Something rather startled me today, it wasn't the mounting pressure of project nearing completion nor was it the fact I can't even recall what day of the week it is, it was something a technician said as we were discussing System Center 2012. Let me set the scene

His name is Mark, he's been a technician (3rd line support) for about 15 years now, working at the same office in the same server room all that time. Its safe to say that he knows his environment inside out as literately every I.T change that's occurred in the last 15 years, Mark has been the guy that's installed the software that runs his organization. So he's invaluable to his company. We struck up a conversation around where Config Manager 2012 fits into the private cloud, he looked at me with a blank expression and said "I gave up at SMS". Those 5 words hit me right between the eyes and left me dazed, and it got me thinking again, rather a lot.

Things is, I couldn't comment, I've never used SMS. Ever. To me SMS was an old wives tale. I'm of the understanding that SMS got the nickname "Slow Moving Software" (Greg Shields told me that one) and that's it, my knowledge is exhausted. You see, I'm of the generation where everything is 100mph, things like 3G, Smartphones and Facebook were just there, all the time, its how people communicated, it's considered the norm. It made me reminisce in the same way you would say "Wow Grandad, World War 2 doesn't sound like a nice time away from Granny at all". I'm never going to see a war on my home front on the scale of what was seen in 1939 - 1945, but I can imagine it must have been terrible.

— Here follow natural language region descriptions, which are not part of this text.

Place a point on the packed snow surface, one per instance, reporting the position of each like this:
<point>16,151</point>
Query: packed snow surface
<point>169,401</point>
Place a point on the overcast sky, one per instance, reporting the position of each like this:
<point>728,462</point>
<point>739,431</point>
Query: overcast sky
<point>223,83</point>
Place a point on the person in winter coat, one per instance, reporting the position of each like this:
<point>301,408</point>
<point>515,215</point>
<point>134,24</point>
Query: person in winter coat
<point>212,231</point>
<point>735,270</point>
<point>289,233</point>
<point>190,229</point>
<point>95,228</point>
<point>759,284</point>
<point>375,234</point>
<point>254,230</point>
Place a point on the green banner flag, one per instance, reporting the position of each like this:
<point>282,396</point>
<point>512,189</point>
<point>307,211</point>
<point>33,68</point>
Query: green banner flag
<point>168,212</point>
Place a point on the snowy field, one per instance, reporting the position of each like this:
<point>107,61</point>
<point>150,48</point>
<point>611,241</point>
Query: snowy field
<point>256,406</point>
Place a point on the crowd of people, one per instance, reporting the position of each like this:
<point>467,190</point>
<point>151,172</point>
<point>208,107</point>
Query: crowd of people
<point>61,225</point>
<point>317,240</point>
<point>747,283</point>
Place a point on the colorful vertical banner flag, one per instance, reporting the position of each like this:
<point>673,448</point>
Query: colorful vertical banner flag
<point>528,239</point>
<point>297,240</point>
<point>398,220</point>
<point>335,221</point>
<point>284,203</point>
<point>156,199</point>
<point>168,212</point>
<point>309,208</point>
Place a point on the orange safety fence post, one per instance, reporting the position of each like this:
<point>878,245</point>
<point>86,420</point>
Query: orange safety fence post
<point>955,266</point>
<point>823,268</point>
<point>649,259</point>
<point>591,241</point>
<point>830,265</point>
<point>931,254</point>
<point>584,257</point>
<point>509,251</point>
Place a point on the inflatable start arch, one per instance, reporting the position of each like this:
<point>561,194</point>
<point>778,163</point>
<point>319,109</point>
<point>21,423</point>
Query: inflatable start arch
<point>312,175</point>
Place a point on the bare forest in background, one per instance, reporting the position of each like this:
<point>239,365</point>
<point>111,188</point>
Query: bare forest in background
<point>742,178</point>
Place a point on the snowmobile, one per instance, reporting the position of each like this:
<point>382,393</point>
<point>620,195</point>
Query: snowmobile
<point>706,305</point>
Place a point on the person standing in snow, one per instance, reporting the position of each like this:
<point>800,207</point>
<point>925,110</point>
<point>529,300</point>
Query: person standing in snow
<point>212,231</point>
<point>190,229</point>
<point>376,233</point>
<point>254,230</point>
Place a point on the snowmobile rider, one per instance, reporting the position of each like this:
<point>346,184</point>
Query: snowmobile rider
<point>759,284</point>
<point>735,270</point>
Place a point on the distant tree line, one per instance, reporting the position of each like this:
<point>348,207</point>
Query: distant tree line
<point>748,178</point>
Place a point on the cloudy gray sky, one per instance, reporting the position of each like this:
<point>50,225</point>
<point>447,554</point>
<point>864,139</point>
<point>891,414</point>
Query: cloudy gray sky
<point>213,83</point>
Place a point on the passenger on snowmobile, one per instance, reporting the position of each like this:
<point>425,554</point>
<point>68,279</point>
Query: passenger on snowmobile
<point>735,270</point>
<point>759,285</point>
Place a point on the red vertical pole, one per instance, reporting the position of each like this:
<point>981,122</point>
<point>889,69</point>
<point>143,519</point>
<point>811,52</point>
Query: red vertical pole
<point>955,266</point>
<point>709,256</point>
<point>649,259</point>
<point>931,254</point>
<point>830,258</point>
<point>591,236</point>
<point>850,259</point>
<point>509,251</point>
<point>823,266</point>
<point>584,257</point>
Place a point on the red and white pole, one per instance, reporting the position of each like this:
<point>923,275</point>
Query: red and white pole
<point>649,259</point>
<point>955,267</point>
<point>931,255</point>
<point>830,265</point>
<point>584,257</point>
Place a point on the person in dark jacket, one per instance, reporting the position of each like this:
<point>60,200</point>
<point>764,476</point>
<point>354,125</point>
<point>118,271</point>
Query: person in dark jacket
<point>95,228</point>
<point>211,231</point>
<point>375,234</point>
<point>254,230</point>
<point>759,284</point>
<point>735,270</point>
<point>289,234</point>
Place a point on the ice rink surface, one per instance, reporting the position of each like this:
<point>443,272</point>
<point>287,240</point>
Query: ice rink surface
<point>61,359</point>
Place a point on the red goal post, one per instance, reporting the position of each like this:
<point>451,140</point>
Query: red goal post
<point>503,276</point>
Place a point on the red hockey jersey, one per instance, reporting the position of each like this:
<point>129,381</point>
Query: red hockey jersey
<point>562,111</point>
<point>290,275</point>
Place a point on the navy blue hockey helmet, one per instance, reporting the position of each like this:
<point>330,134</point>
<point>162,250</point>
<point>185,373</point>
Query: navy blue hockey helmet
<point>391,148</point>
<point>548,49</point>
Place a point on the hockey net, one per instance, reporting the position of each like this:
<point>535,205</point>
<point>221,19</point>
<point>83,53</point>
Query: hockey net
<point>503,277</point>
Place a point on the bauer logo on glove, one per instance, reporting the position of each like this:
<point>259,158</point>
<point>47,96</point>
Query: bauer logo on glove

It quickly dawned on me that I'm still a guppy in the ocean of I.T. I can make a few things tick over on Config Manager 2007 and 2012, mostly 2012. And that puts me at a disadvantage I fear as I wasn't there in the good old days when things just never worked, or worked all the time depending on the individual at the time.

That leads me onto the question of is it getting easier or more and more difficult to step into I.T at high level? I mean think about it, you never really leave support do you, even the guys who are in the management and infrastructure teams are still supporting the business and ultimately the application owners and end users is some way. Where do you start? at the bottom of course, I think these days its getting harder and harder to make a solid move in the I.T game without moving organizations or getting a job at Google.

Point is, I'm still in a state of Flux, being my age and advising guys who have seen and done it all has its challenges, but I would assume that keeping your head down and simply moving on seems to be the best way forward.